New rules aimed at regulating India’s microfinance industry, whose spectacular growth and near collapse strongly echo the U.S. subprime mortgage crisis, are set to take effect April 1.
Neighboring Bangladesh’s supreme court will also resume hearing an appeal from Muhammad Yunus on April 4. Yunus was removed last month as head of the Grameen Bank, which he founded and grew into a billion-dollar cooperative, winning him and the bank the Nobel Peace Prize.
The future of what many experts agree is an effective tool to fight poverty in two critical markets could be at stake. In India and Bangladesh, roughly three-quarters of a billion people live on less than two U.S. dollars a day. We may also find answers to whether there’s room for profit-making in a business historically the realm of non-profits or cooperatives.

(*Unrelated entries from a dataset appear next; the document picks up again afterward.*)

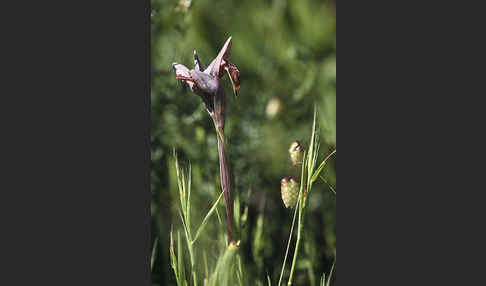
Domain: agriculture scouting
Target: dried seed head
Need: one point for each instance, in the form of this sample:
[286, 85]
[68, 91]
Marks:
[289, 189]
[296, 152]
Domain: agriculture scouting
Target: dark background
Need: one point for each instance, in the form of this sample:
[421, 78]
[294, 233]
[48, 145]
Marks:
[286, 54]
[411, 149]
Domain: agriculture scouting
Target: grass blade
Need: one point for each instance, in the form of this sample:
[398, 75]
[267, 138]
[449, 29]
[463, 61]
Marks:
[154, 251]
[321, 166]
[206, 218]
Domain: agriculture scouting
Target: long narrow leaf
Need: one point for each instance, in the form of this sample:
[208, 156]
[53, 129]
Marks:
[321, 166]
[206, 218]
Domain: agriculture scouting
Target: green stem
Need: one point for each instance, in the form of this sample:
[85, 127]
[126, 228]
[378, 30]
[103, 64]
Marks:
[297, 244]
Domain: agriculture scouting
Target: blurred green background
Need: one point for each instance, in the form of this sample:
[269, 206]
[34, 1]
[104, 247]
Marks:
[286, 54]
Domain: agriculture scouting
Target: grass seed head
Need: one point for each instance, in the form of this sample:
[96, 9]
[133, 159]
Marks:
[289, 189]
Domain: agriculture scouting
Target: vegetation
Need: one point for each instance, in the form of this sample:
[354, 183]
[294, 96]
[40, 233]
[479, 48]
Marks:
[285, 51]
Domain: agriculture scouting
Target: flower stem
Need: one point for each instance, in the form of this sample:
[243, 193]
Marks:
[297, 243]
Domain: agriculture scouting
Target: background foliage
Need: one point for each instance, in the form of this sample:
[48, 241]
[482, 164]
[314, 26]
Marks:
[286, 53]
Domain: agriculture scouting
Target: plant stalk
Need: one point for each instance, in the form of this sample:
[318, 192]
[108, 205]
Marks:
[297, 243]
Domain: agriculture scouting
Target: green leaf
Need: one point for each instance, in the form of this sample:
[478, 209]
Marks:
[206, 218]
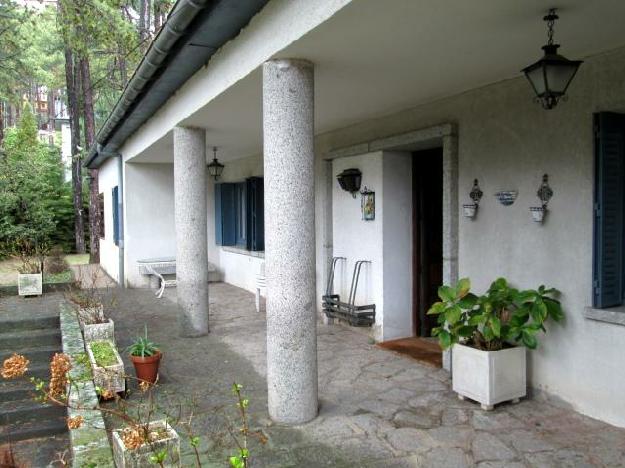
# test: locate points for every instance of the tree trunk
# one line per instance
(95, 222)
(1, 122)
(72, 80)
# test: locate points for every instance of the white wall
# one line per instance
(385, 241)
(148, 216)
(397, 245)
(508, 142)
(109, 252)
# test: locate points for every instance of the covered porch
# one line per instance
(376, 88)
(376, 407)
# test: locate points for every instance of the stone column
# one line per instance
(190, 189)
(290, 240)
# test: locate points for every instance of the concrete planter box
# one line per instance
(110, 377)
(86, 314)
(30, 284)
(140, 458)
(489, 377)
(99, 331)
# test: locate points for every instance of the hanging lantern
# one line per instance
(215, 168)
(551, 75)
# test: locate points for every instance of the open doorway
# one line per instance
(427, 216)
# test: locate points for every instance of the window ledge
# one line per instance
(614, 315)
(240, 251)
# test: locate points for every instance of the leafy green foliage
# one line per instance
(501, 317)
(103, 353)
(142, 346)
(34, 199)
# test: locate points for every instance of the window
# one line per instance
(609, 211)
(239, 214)
(100, 208)
(116, 217)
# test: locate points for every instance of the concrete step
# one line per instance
(22, 411)
(13, 390)
(16, 340)
(34, 323)
(37, 355)
(33, 429)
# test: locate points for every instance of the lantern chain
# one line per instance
(550, 19)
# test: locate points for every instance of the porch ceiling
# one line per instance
(374, 58)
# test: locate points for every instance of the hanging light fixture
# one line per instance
(215, 168)
(551, 75)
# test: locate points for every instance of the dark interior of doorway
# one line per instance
(427, 258)
(427, 229)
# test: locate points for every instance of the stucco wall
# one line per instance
(508, 142)
(148, 216)
(109, 252)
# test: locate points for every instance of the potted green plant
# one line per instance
(107, 367)
(146, 358)
(488, 335)
(30, 272)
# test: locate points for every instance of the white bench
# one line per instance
(158, 267)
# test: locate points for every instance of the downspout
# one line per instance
(120, 217)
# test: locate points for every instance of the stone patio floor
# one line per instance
(377, 408)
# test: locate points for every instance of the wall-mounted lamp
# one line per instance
(470, 209)
(551, 75)
(544, 194)
(350, 180)
(215, 168)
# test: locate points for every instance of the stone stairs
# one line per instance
(22, 418)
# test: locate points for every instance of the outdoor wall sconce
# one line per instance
(367, 204)
(544, 193)
(350, 180)
(475, 194)
(215, 168)
(551, 75)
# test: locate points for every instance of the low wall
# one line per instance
(89, 443)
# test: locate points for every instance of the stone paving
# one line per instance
(377, 408)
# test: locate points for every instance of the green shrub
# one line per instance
(503, 316)
(103, 353)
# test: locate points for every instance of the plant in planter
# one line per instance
(89, 302)
(146, 358)
(489, 334)
(107, 367)
(30, 272)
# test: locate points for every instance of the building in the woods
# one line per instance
(424, 99)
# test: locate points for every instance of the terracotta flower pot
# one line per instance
(146, 368)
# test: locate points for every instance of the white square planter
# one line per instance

Yunus did not invent the concept of microlending. However, with media-savvy honed as a student in Colorado and Tennessee, he won international acclaim for his efforts based on a simple idea: that poor people are credit-worthy and if the terms are not usurious they can use credit to work their way out of poverty. The Grameen Bank’s 8.3 million borrowers would seem to bear that out. All of them also have savings accounts with the bank, totaling more than $1.4 billion.
Grameen’s success played no small part in spawning a commercial microlending industry in India. In less than a decade, there were $7 billion dollars in loans handed out. One company, SKS Micro Finance, raised $350 million in an initial public stock offering. However, the goal of many of the new commercial lenders seemed to shift away from helping the poor start new enterprises. They pushed loans with no questions asked; not about the purpose, not even whether borrowers had loans outstanding from other companies. The goal, it seemed, was to increase the number of borrowers and thereby attract the big investors.
In no time, people began taking out new loans simply to stay current on old ones, with predictable consequences. A spate of suicides in the southern state of Andhra Pradesh drew in political leaders, some exhorting borrowers to stop making payments. Banks stopped lending to microfinance companies, drying up their source of capital (unlike Grameen, which finances its loans through borrowers’ deposits, India’s commercial lenders rely primarily on private banks). The industry verged on collapse.
India’s government has agreed to infuse $22 million to make capital available to smaller microlenders, along with the new central bank rules. The move adds national regulations to local ones enacted earlier in Andhra Pradesh, including interest rate caps and closer scrutiny of credit limits and borrowers’ incomes.
A key question among development experts is how to scale up ideas such as microfinance. India’s experience suggests that a “mission-driven” and social business approach such as Grameen’s is the way to go. Other analysts say Grameen’s success itself has inevitably drawn it into parochial Bangladeshi politics, and many of the country’s prominent thinkers have resented the international spotlight and perceived interference that Yunus has brought to what they consider a national issue.
Riding on the court’s decision — or perhaps a settlement with government officials — is the continued control of Grameen by its borrowers, one of the world’s most spectacular examples of what Yunus calls a social business.